Clos Badon Thunevin

Jean-Luc Thunevin, godfather to the garagiste movement that swept across St Emilion during the 1990s, surely needs no introduction. Today it feels like he is part of the St Emilion establishment, and so it is easy to forget that he started out as an outsider, with little to his name other than enthusiasm and vision. He had a small parcel of vines in the Vallon de Fongaban, on limestone, and another down on the sandy soils of St-Sulpice-de-Faleyrens.
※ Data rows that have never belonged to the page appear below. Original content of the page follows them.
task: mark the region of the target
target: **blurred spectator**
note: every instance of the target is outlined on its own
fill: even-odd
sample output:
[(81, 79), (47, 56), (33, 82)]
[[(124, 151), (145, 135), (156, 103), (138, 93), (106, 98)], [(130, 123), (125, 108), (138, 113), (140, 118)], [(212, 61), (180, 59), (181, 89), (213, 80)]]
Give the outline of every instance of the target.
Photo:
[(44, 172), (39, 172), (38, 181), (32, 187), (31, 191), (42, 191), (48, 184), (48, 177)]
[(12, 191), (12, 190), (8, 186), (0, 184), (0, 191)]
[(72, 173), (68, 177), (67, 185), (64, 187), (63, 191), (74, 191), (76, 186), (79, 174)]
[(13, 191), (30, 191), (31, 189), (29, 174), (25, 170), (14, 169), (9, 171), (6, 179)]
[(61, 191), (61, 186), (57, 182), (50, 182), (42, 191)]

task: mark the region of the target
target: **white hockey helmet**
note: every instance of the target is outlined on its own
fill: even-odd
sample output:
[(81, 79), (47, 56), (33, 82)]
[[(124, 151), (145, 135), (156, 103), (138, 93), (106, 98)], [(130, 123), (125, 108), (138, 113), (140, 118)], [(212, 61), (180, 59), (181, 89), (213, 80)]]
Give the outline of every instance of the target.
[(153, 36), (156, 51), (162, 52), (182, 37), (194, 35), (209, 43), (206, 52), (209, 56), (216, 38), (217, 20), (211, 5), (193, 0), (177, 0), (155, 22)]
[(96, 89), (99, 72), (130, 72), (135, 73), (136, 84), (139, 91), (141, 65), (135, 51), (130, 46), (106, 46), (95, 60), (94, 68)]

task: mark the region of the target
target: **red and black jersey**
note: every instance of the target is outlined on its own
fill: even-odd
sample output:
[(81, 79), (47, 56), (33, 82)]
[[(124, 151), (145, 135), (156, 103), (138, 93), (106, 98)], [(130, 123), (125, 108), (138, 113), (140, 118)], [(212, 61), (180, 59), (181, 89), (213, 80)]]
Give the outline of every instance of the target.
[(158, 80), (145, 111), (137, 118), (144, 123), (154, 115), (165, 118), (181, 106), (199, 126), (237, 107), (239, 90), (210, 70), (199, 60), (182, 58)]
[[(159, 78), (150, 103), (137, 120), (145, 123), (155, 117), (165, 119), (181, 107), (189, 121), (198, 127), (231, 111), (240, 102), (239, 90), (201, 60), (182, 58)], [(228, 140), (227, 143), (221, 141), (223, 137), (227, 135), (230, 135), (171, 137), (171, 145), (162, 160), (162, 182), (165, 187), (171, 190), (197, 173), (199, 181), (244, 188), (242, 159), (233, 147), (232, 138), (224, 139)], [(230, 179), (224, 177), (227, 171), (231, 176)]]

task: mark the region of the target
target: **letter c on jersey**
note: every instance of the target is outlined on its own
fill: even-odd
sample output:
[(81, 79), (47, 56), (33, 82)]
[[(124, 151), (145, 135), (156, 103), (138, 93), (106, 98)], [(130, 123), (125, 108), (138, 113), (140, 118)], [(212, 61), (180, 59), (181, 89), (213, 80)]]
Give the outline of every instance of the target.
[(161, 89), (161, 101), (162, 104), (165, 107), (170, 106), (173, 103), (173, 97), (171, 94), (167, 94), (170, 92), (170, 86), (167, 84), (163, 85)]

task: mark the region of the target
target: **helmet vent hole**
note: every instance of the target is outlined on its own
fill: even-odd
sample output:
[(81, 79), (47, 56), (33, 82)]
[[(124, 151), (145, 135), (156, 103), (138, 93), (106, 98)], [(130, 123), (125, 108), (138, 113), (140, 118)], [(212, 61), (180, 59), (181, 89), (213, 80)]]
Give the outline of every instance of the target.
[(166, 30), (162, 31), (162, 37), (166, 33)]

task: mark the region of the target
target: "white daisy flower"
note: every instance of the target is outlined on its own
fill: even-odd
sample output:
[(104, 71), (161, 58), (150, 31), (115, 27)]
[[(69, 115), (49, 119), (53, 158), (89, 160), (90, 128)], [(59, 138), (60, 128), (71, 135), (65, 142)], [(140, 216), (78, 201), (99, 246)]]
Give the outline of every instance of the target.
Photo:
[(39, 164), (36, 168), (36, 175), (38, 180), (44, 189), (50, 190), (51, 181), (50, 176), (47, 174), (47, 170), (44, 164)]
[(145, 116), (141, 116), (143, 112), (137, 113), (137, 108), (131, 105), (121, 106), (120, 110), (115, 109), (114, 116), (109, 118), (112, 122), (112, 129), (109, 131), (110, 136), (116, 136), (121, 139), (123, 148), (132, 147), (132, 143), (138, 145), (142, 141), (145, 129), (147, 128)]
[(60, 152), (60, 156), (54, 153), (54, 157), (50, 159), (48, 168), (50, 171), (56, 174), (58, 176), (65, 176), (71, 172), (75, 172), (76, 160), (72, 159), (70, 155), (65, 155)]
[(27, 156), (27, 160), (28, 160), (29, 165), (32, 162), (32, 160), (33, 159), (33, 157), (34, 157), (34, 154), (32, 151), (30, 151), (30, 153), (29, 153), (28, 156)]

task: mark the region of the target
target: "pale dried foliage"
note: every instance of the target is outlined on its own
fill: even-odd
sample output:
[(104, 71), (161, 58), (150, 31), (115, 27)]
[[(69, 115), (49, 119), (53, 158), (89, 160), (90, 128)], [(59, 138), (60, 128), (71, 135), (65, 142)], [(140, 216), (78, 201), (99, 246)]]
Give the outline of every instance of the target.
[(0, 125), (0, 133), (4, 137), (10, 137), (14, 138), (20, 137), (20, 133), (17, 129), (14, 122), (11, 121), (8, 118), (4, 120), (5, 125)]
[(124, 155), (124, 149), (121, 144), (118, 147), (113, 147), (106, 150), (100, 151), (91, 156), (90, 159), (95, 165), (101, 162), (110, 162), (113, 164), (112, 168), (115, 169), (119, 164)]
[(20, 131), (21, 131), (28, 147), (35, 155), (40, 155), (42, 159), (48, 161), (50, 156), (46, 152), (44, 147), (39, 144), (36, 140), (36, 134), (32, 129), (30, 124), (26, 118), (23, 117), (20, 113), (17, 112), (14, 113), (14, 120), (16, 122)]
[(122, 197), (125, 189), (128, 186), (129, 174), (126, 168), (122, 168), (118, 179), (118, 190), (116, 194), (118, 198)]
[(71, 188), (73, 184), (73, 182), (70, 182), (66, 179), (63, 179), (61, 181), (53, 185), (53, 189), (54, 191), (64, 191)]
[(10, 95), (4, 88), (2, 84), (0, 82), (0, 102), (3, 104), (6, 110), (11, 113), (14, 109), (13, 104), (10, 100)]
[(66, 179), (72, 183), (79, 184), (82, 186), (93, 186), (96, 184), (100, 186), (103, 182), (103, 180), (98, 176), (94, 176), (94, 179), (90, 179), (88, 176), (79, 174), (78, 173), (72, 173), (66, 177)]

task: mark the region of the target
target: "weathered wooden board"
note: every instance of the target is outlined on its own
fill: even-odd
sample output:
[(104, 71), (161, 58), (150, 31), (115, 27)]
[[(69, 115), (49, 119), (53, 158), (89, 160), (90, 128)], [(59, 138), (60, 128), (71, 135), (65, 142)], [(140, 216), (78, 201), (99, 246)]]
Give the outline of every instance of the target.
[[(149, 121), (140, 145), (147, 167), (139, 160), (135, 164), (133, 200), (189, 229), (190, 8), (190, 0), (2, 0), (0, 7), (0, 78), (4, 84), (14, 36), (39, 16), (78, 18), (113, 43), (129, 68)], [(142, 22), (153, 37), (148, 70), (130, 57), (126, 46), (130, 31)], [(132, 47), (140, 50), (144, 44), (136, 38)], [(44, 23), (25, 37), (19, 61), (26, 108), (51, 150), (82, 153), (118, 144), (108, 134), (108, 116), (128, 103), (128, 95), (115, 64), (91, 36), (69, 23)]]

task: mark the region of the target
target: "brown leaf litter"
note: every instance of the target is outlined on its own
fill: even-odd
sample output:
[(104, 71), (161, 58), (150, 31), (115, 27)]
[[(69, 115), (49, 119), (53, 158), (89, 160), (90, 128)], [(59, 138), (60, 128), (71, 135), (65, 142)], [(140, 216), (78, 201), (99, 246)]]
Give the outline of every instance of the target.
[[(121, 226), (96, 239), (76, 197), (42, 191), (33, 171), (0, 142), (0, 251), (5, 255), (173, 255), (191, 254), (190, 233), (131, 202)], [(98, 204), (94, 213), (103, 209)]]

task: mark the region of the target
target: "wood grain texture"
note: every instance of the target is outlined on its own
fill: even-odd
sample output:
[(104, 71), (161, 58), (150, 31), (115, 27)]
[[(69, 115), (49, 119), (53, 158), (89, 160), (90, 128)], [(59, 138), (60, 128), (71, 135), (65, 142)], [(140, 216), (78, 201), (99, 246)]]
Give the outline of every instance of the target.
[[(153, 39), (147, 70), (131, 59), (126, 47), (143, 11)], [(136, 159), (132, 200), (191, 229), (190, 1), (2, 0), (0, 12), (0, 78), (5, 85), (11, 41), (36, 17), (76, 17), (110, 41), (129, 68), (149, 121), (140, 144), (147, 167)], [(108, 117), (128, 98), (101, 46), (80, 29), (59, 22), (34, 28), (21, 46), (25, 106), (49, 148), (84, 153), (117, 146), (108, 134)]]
With no facilities and pretty much no cash, he borrowed a chai (or a garage if you believe the legends), green-harvested hard to reduce yields, hand-picked and hand-destemmed, and vinified his first vintage, putting the wine through malolactic fermentation and élevage in the same barrel, to simplify the process and save money.
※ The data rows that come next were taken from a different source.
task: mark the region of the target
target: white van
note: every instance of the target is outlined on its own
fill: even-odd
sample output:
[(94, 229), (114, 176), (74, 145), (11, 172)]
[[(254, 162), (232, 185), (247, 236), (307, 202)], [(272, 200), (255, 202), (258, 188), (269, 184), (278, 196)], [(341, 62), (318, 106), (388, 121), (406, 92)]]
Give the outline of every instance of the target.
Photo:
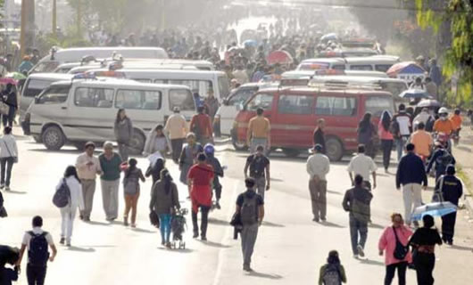
[[(101, 74), (107, 69), (91, 69), (90, 74)], [(189, 86), (192, 93), (206, 97), (209, 90), (213, 89), (215, 98), (227, 98), (230, 93), (228, 77), (222, 71), (180, 70), (180, 69), (129, 69), (117, 70), (128, 79), (143, 83), (177, 84)]]
[(77, 47), (59, 49), (57, 51), (52, 48), (50, 53), (42, 58), (29, 73), (53, 72), (59, 65), (67, 62), (80, 62), (85, 56), (93, 56), (95, 59), (107, 59), (111, 58), (115, 53), (129, 59), (168, 58), (168, 53), (161, 47)]
[(123, 108), (135, 130), (130, 151), (139, 154), (147, 134), (164, 124), (174, 107), (187, 119), (195, 113), (187, 86), (114, 78), (60, 81), (36, 97), (21, 127), (27, 135), (40, 136), (48, 150), (67, 142), (82, 149), (87, 141), (114, 141), (113, 122)]
[(29, 104), (35, 100), (35, 97), (52, 83), (71, 79), (72, 79), (72, 75), (71, 74), (37, 73), (29, 76), (21, 89), (19, 109), (20, 115), (24, 114), (28, 107), (29, 107)]

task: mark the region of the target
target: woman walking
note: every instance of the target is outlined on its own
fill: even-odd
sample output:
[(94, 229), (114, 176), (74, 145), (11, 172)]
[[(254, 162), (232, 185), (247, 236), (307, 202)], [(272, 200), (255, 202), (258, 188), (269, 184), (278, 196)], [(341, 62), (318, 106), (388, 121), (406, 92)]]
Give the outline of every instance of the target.
[(103, 175), (100, 176), (102, 200), (106, 219), (112, 222), (118, 217), (118, 191), (120, 187), (120, 166), (121, 157), (113, 151), (113, 143), (104, 143), (104, 153), (98, 157)]
[(129, 225), (129, 214), (131, 210), (131, 227), (137, 227), (137, 206), (139, 198), (139, 181), (145, 182), (145, 176), (141, 169), (137, 167), (137, 161), (130, 159), (129, 168), (125, 170), (123, 178), (123, 192), (125, 195), (125, 214), (123, 214), (123, 224)]
[(383, 166), (385, 173), (388, 173), (389, 160), (391, 160), (391, 151), (393, 151), (394, 137), (389, 131), (392, 116), (388, 110), (384, 110), (381, 119), (378, 125), (378, 134), (381, 139), (381, 150), (383, 151)]
[(12, 169), (13, 168), (13, 164), (17, 162), (18, 147), (16, 139), (12, 134), (12, 127), (5, 126), (4, 128), (4, 136), (0, 138), (0, 189), (4, 187), (6, 191), (10, 191)]
[(162, 125), (158, 125), (154, 129), (149, 132), (148, 136), (146, 137), (146, 142), (145, 142), (143, 154), (150, 155), (159, 151), (163, 158), (166, 156), (166, 152), (170, 150), (170, 147), (168, 144), (168, 138), (164, 135), (163, 129), (164, 126)]
[(340, 262), (340, 257), (338, 257), (338, 252), (331, 250), (328, 252), (327, 264), (320, 267), (319, 285), (342, 284), (342, 282), (346, 283), (344, 268)]
[(396, 253), (396, 248), (401, 243), (402, 247), (407, 247), (409, 238), (412, 235), (412, 231), (404, 225), (402, 216), (399, 213), (391, 215), (392, 226), (386, 227), (381, 235), (378, 243), (379, 256), (385, 254), (386, 276), (385, 285), (391, 285), (397, 269), (397, 278), (399, 285), (406, 284), (406, 269), (411, 262), (411, 256), (409, 251), (405, 253), (403, 258)]
[(432, 272), (436, 265), (436, 244), (442, 245), (442, 239), (438, 231), (433, 228), (435, 224), (432, 216), (424, 216), (422, 221), (424, 226), (414, 232), (409, 245), (414, 248), (413, 263), (417, 272), (417, 283), (432, 285)]
[(161, 244), (170, 248), (171, 216), (180, 208), (180, 204), (178, 187), (166, 168), (161, 171), (161, 179), (153, 186), (149, 208), (160, 218)]
[(367, 112), (363, 118), (358, 124), (358, 143), (365, 145), (366, 155), (374, 159), (376, 156), (374, 150), (374, 138), (376, 135), (376, 127), (371, 123), (371, 113)]
[(60, 208), (61, 211), (61, 240), (59, 243), (66, 244), (71, 247), (71, 237), (72, 236), (72, 228), (78, 208), (84, 210), (84, 198), (82, 196), (82, 185), (79, 179), (75, 167), (67, 167), (64, 172), (64, 177), (61, 179), (56, 189), (59, 189), (62, 183), (66, 183), (69, 188), (71, 200), (69, 204)]
[(133, 137), (133, 124), (131, 119), (128, 118), (125, 109), (120, 109), (117, 112), (113, 132), (117, 140), (119, 153), (123, 161), (128, 161), (129, 142)]

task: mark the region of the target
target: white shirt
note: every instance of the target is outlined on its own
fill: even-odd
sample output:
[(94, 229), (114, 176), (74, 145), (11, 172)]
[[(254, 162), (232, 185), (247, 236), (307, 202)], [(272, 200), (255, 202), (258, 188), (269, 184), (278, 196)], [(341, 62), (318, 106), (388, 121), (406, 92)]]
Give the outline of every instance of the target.
[(350, 160), (347, 170), (348, 172), (353, 172), (355, 175), (361, 175), (364, 181), (370, 182), (370, 175), (377, 168), (376, 163), (370, 157), (366, 156), (364, 153), (360, 153)]
[(319, 176), (320, 180), (326, 180), (325, 175), (330, 170), (330, 160), (321, 153), (316, 153), (307, 159), (307, 173), (313, 178)]
[[(59, 181), (59, 183), (56, 186), (56, 190), (61, 187), (62, 183), (62, 178)], [(69, 191), (71, 192), (71, 208), (76, 208), (79, 207), (79, 209), (83, 210), (84, 207), (84, 197), (82, 196), (82, 185), (74, 176), (69, 176), (66, 178), (66, 183), (69, 187)]]
[[(43, 229), (41, 229), (40, 227), (34, 227), (32, 232), (35, 234), (41, 234), (45, 232), (45, 231), (43, 231)], [(50, 246), (54, 245), (54, 242), (53, 241), (53, 237), (49, 232), (46, 233), (45, 238), (46, 239), (47, 244), (49, 244)], [(26, 232), (23, 235), (23, 241), (21, 241), (21, 244), (27, 246), (28, 250), (29, 250), (29, 241), (31, 241), (31, 235), (28, 232)]]

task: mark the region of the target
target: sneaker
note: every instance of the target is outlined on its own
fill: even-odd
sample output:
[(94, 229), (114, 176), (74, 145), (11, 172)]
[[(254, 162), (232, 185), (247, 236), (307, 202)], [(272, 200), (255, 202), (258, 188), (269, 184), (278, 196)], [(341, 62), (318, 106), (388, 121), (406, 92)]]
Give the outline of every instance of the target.
[(356, 247), (356, 249), (358, 250), (358, 255), (361, 257), (364, 257), (365, 256), (365, 252), (363, 250), (363, 247), (361, 247), (361, 245), (358, 245), (358, 247)]

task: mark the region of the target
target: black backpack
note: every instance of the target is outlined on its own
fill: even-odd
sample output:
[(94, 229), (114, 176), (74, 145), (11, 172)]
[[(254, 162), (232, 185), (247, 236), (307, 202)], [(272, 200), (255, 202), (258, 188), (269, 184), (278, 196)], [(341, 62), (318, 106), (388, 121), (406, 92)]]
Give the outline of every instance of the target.
[(43, 232), (43, 233), (36, 234), (30, 231), (28, 233), (31, 236), (29, 250), (28, 251), (28, 263), (32, 266), (46, 266), (49, 259), (47, 232)]
[(56, 190), (54, 196), (53, 196), (53, 204), (57, 208), (64, 208), (69, 205), (71, 200), (71, 191), (67, 185), (66, 179), (62, 179), (61, 186)]

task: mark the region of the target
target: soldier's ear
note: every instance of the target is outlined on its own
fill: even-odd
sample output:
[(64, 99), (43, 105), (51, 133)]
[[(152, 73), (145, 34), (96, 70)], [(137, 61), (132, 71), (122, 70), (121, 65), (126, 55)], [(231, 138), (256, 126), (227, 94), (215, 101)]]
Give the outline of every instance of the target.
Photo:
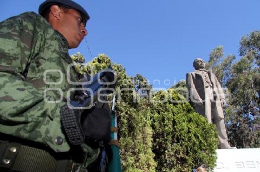
[(61, 19), (61, 9), (57, 5), (53, 5), (50, 7), (50, 13), (54, 17), (58, 20)]

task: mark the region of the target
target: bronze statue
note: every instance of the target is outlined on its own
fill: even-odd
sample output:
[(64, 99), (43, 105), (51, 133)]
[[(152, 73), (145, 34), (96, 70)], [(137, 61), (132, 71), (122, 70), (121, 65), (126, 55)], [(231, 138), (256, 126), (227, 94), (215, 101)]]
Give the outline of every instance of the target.
[(187, 73), (186, 84), (195, 110), (215, 124), (218, 133), (221, 149), (231, 148), (228, 142), (222, 106), (226, 103), (223, 90), (212, 70), (205, 69), (205, 62), (198, 58), (193, 62), (196, 70)]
Not only were the wines a hit, but Jean-Luc Thunevin had inadvertently fathered a completely new style of wine. Rich, dark, concentrated and textured, the product of ultra-low yields, with ambitious extraction of colour and structure, before long these ‘garage wines’ (as they were soon christened) were seeing out élevage in 200% new oak which, for those new to the concept, was beginning the aging in new oak barrels, then racking the wine into another set of new oak barrels halfway through. The wines were blessed with high scores, and high prices naturally followed. Today Jean-Luc points to others that preceded him with low-volume cuvées in a similar style, figures such as Jacques Thienpont at Le Pin and François Mitjavile at Château Tertre-Roteboeuf, but I wouldn’t go along with this; first, these wines are not made using the same extreme methods, and second they were made either by vignerons from established families, or from well-established crus.

Clos Badon Thunevin

Today Jean-Luc Thunevin (pictured above) and his wife Murielle Andraud head up a small viticultural empire, the flagship cuvée still Château Valandraud of course, the price of which now befits its reputation, its classification, and its track record, based on more than two decades of high scores and high demand. There are within this empire, however, other vineyards and other options. Acquired by Jean-Luc Thunevin in 1998, Clos Badon Thunevin provides us with one of the more notable cuvées.